Tuesday, January 19, 2010

Things in America I've learned to appreciate:

Milk
Toilets
Trash cans every 10 feet, no matter where you are...
big kitchens
yards


Things in America I plan on rejecting (if not already):

chocolate
cars (and all things that go with cars...gasoline, perhaps)
fast food
the radio
the lack of linguistic education
healthcare *sigh*

Monday, January 4, 2010

the state of my room

So I'm packing for my crazy trip to Belgium. I say crazy because, well, most people think I'm crazy. I think I'm a little crazy. And the state of my room is a bit crazy, too. I have my ginormous suitcase on the floor, packed full of clothes only...I'll have to do some revision packing tomorrow. I have books and jeans and purses and shoes strewn all over my floor, my underwear drawer is completely open with my straightener (turned off) in the midst of socks and panties, and I have a laundry basket full of clean sweats that won't fit in my closet or chest of drawers.
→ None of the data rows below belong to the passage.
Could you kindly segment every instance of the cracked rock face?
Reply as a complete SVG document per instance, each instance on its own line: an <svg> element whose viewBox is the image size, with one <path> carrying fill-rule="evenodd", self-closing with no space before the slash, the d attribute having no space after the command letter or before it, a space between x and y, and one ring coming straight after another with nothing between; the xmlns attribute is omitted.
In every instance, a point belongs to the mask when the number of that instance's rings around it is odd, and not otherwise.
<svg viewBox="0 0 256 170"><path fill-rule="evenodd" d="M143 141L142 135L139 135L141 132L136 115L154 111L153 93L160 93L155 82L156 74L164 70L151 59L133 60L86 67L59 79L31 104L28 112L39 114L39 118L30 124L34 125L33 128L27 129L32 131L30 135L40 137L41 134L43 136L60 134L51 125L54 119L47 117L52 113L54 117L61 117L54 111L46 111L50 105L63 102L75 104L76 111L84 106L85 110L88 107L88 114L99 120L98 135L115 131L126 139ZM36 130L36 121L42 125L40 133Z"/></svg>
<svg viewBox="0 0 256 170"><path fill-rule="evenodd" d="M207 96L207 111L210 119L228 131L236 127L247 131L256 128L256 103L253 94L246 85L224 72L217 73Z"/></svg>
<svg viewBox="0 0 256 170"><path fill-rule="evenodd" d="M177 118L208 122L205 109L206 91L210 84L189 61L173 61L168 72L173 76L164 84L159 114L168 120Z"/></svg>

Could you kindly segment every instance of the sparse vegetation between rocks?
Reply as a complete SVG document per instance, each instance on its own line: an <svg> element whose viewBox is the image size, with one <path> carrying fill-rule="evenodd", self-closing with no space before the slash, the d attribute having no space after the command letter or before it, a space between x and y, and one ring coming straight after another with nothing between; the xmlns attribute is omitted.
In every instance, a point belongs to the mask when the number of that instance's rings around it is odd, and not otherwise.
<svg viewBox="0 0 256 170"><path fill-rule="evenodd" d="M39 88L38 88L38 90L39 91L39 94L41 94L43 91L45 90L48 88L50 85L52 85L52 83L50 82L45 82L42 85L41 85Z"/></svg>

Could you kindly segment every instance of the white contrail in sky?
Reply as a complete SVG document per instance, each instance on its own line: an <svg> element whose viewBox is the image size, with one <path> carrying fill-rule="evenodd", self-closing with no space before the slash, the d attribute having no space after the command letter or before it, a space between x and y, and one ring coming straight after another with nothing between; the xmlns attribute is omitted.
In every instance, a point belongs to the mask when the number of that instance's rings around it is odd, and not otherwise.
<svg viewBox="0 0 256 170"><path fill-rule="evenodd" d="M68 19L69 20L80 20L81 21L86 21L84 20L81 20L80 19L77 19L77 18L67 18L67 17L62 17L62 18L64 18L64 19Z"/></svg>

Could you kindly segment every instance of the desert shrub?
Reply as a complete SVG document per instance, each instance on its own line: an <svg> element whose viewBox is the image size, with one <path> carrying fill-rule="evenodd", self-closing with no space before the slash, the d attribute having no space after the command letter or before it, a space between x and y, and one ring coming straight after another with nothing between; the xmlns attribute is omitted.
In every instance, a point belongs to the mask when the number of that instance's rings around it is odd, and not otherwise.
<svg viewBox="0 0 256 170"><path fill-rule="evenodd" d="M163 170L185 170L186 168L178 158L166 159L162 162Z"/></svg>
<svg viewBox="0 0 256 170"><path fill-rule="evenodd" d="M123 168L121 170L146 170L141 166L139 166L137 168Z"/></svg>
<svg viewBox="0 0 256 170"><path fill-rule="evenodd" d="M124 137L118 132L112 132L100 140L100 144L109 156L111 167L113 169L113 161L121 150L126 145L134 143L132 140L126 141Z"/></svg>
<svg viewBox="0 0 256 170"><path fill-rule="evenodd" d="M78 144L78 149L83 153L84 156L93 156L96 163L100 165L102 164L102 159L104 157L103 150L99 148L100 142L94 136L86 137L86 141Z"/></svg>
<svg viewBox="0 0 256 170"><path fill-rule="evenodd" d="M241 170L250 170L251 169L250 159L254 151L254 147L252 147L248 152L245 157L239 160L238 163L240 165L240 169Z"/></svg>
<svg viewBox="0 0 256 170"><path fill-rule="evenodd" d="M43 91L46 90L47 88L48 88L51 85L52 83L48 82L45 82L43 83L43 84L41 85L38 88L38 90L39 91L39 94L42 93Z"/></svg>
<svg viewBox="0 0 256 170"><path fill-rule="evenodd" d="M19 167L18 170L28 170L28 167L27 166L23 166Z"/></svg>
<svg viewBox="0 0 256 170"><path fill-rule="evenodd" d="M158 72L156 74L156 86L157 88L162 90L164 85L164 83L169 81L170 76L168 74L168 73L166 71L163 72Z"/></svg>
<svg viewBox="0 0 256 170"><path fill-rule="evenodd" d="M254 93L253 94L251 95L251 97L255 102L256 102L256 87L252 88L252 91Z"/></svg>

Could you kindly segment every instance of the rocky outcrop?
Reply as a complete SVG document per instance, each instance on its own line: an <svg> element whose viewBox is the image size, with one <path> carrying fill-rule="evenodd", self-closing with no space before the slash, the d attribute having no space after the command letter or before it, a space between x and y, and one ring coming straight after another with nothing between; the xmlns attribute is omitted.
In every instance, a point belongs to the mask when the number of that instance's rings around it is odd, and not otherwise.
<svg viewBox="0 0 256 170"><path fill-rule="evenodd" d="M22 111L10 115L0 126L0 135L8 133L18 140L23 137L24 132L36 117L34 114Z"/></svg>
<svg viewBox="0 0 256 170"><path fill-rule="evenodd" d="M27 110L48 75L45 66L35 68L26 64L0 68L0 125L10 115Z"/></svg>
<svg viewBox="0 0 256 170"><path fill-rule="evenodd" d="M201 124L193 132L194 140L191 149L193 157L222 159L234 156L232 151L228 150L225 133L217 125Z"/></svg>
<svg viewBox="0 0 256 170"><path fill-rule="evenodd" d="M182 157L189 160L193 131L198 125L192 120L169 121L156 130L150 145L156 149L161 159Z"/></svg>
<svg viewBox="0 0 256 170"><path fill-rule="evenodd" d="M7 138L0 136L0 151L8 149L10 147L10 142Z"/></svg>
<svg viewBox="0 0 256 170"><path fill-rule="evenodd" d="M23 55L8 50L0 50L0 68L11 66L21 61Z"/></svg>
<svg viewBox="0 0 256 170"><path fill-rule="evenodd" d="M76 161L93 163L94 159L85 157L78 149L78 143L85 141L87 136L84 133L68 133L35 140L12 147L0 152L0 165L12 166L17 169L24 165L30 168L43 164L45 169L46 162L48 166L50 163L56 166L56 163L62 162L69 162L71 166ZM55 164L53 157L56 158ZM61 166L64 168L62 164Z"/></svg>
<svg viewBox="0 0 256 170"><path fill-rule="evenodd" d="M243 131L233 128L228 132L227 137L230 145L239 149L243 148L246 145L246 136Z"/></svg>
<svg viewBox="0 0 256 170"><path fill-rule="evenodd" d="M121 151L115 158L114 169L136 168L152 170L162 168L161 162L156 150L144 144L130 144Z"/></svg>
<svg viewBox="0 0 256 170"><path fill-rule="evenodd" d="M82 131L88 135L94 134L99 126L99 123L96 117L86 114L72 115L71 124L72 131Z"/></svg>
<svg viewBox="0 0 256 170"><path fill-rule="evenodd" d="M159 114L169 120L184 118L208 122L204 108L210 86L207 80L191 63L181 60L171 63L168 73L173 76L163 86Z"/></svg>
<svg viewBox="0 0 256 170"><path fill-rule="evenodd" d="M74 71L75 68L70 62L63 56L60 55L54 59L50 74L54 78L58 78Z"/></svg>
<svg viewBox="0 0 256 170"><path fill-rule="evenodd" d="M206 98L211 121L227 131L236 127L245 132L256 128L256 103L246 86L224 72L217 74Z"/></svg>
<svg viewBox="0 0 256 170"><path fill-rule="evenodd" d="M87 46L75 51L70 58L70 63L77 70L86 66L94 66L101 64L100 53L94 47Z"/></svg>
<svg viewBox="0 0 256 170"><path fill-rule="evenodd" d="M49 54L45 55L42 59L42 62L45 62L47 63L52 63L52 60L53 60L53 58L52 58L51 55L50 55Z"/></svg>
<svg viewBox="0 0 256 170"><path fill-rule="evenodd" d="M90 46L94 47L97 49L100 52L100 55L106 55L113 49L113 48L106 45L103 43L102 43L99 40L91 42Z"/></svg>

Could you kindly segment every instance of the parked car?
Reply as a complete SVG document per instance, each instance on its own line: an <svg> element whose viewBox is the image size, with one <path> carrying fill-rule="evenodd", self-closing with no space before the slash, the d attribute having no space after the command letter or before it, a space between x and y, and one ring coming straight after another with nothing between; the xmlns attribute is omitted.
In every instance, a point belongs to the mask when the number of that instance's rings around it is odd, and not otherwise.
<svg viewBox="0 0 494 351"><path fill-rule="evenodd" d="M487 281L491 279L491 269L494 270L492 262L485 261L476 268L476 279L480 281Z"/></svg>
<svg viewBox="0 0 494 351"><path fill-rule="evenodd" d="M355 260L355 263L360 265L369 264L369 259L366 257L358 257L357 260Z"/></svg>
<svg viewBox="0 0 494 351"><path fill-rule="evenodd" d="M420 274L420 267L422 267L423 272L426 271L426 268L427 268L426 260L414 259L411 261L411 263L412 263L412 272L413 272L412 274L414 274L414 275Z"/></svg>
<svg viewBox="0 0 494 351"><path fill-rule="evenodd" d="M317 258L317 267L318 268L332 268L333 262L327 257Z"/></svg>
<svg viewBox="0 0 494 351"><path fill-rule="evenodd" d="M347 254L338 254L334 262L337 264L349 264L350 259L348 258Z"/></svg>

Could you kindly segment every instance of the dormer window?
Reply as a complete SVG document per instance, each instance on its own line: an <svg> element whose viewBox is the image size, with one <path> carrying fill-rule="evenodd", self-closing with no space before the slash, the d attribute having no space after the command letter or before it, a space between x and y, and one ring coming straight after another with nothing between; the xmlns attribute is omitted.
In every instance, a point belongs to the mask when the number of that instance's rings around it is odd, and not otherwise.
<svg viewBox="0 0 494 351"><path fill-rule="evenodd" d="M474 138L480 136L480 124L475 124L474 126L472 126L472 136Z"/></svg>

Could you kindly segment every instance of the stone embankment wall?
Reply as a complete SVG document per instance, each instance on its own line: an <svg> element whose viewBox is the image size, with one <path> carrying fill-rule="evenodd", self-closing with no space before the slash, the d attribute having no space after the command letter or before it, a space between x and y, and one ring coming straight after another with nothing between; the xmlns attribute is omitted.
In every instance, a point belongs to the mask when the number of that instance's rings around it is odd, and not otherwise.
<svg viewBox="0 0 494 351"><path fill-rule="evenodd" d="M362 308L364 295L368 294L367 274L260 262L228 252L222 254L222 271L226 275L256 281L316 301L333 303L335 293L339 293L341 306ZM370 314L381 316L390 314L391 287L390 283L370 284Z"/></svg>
I have one small yellow mini-poster that has a picture of a cartoon guy with a head 3times the size of his body wearing nothing but briefs. The sign says, "Sometimes I like to run around in my underroos for no reason." It's taped on the painted-white brick wall. To the left is a full length mirror, hanging slightly crooked, next to the door. To the left of that is my out-house closet, which is built into the room, not into the wall, with the door wide open. A new purple dress (Old Navy Clearance!) and my robe is hanging on the outside from a couple of protruding nails. Shoes are spilling out of the closet against the grass-green, nearly-shag carpet that looks as if it's from the 70s.

My TV in front of the wall to the left of the closet, which is playing the first Harry Potter, and stacks of more Harry Potter movies are on top of my DVD player. A bouquet of fake pink daisies from a wedding I bridesmaided this summer is next to the movies, and behind the TV is a much-used bowling pin I won in Ichtegem when I scored the highest for bowling...it has tons of signatures from my favorite Belgians.

My bookshelf is next...completely full with other books stacking on top of the crowded books. A couple of pics sit on top.

Above my computer desk is Radiohead's OK Computer poster. On my desk is lotion, nail polish remover, hand sanitizer, a lamp, a fan, innumerable CDs, magazines, certificates, a pink and white-striped beanie, two bath towels dangling from the chair, mail, bank statements, tangled ear bud cords, an electrical outlet converter, a jewelry bag, receipts...yada yada yada... And finally, above my enormously awesome queen-sized bed with a silky olive-green comforter is a black and white poster of Audrey Hepburn.

My room is super messy.
In fact, the only clean, trim part of the room is in the two large windows, where my mother sewed curtains of an interesting shade of brown to match some of the stitching in my comforter. She likes to match.

I cringe at the fact that before I leave, I'll need to make it somewhat organized, but I feel very comfortable and at-home in a messy room.